The Office
"Last year, my performance review started with Michael asking me what my hopes and dreams were, and it ended with him telling me he could bench-press 190 lbs. So I don't really know what to expect." I'll tell you what you can expect, Pam: a healthy dose of interoffice romance analysis with a dash of "satisfactories" and "adequates" to taste. Not particularly helpful if you're an employee, but plenty of fun if you're an at-home viewer. You know, as it turns out, it's performance-review time here at TV Guide, too. I'm thinking maybe I ought to use Dwight's "I am awesome" karate-chop stairwell technique to prep for my big sit-down with the boss. Although without the charts and graphs, the whole presentation pretty much falls apart, and I'm just not that willing to commit to the joke. (Great, now I know what the "Additional comments"

box on the form is gonna say this year: "Follow-through on random silliness sometimes lacking. Raise denied.")
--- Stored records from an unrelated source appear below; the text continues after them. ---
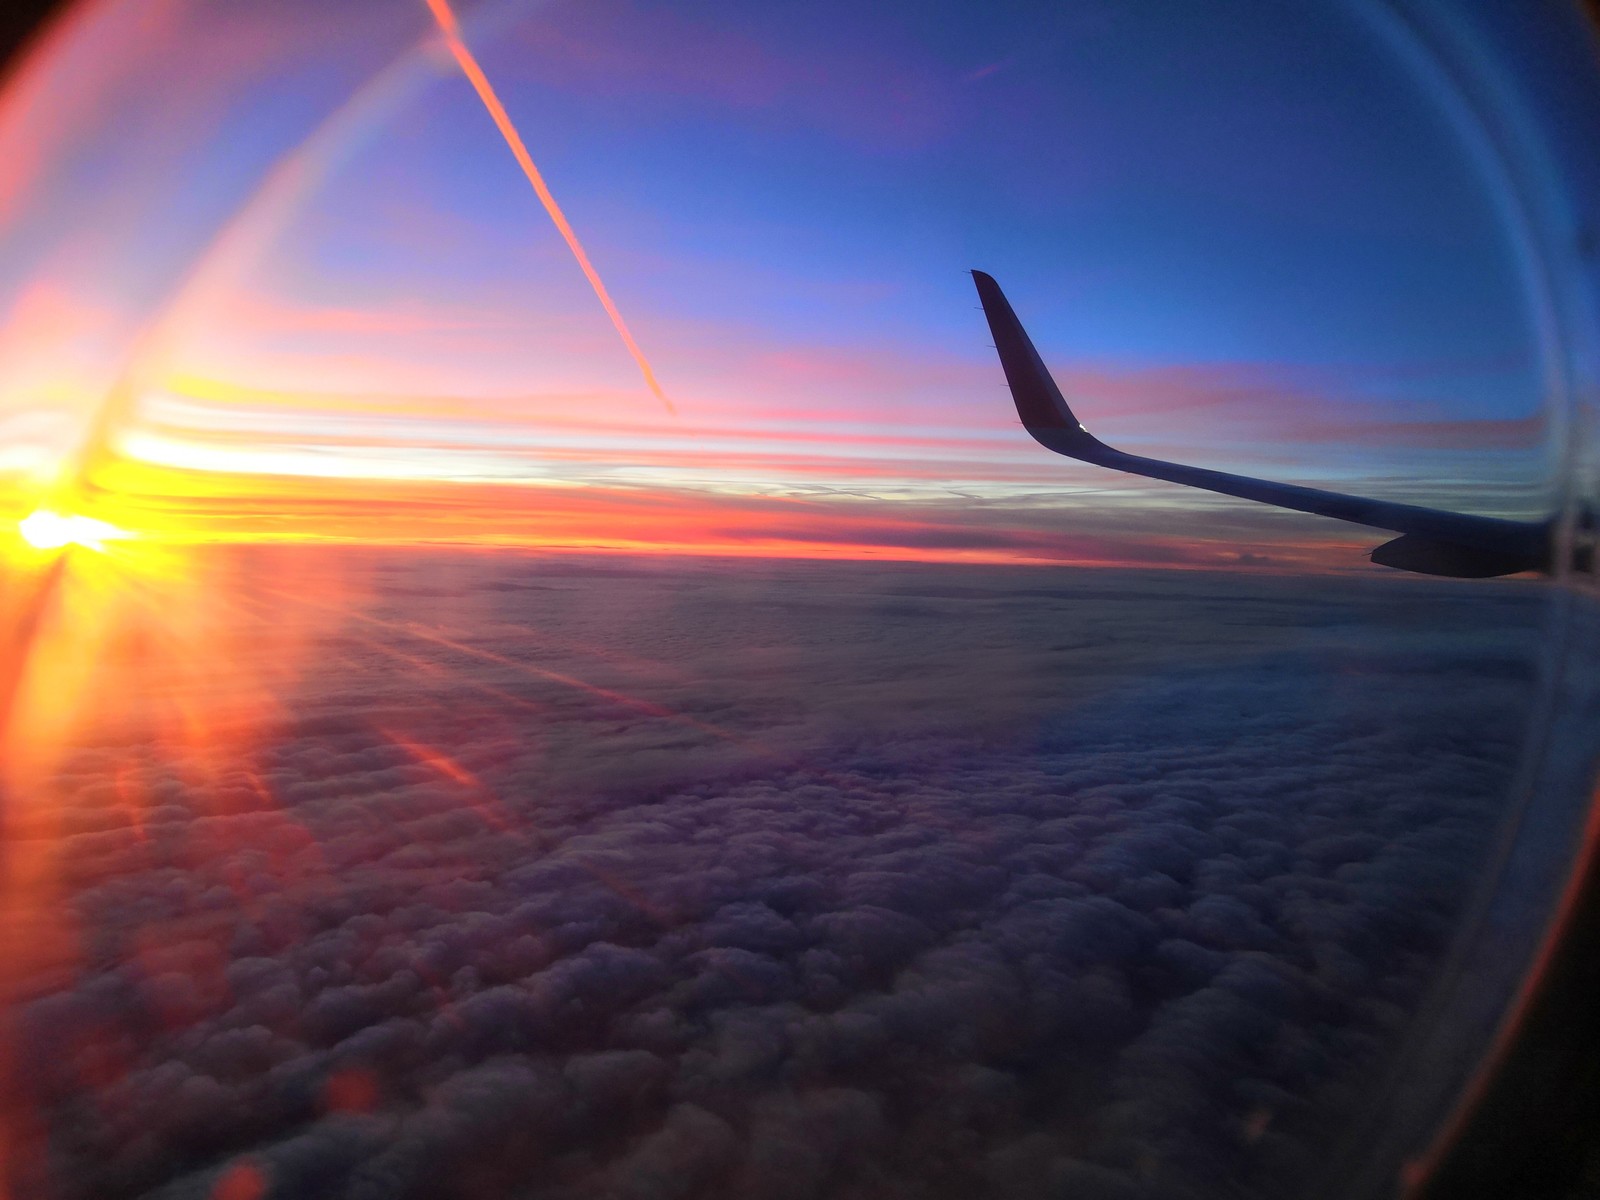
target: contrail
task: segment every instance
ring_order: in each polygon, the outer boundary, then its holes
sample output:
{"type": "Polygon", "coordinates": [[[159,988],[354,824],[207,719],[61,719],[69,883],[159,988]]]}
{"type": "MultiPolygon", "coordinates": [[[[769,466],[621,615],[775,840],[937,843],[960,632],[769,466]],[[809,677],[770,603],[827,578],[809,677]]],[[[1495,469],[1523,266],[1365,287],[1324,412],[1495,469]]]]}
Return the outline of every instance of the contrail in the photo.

I must admit, I'm pleased to see the complete jackass side of Michael Scott back in action after a few weeks of legitimate, albeit hilarious, pathos. Between his badgering of Jan Levinson-Gould into an awkward it's-not-you-it's-me conversation and his dismissal of Tom, the guy who used to work in accounting [insert hideously inappropriate yet uproarious gun-to-head motion here], I think my brow might be permanently furrowed from a full half-hour of constant cringe-laughing.

It seemed like the camera eye contact in this episode was bordering on out-of-control Jim, Kevin, Dwight, all with the devilish glances and yet it got me to full-on chortle every single time. What can I say? These guys have got me in a comedy death grip, and they're not letting go.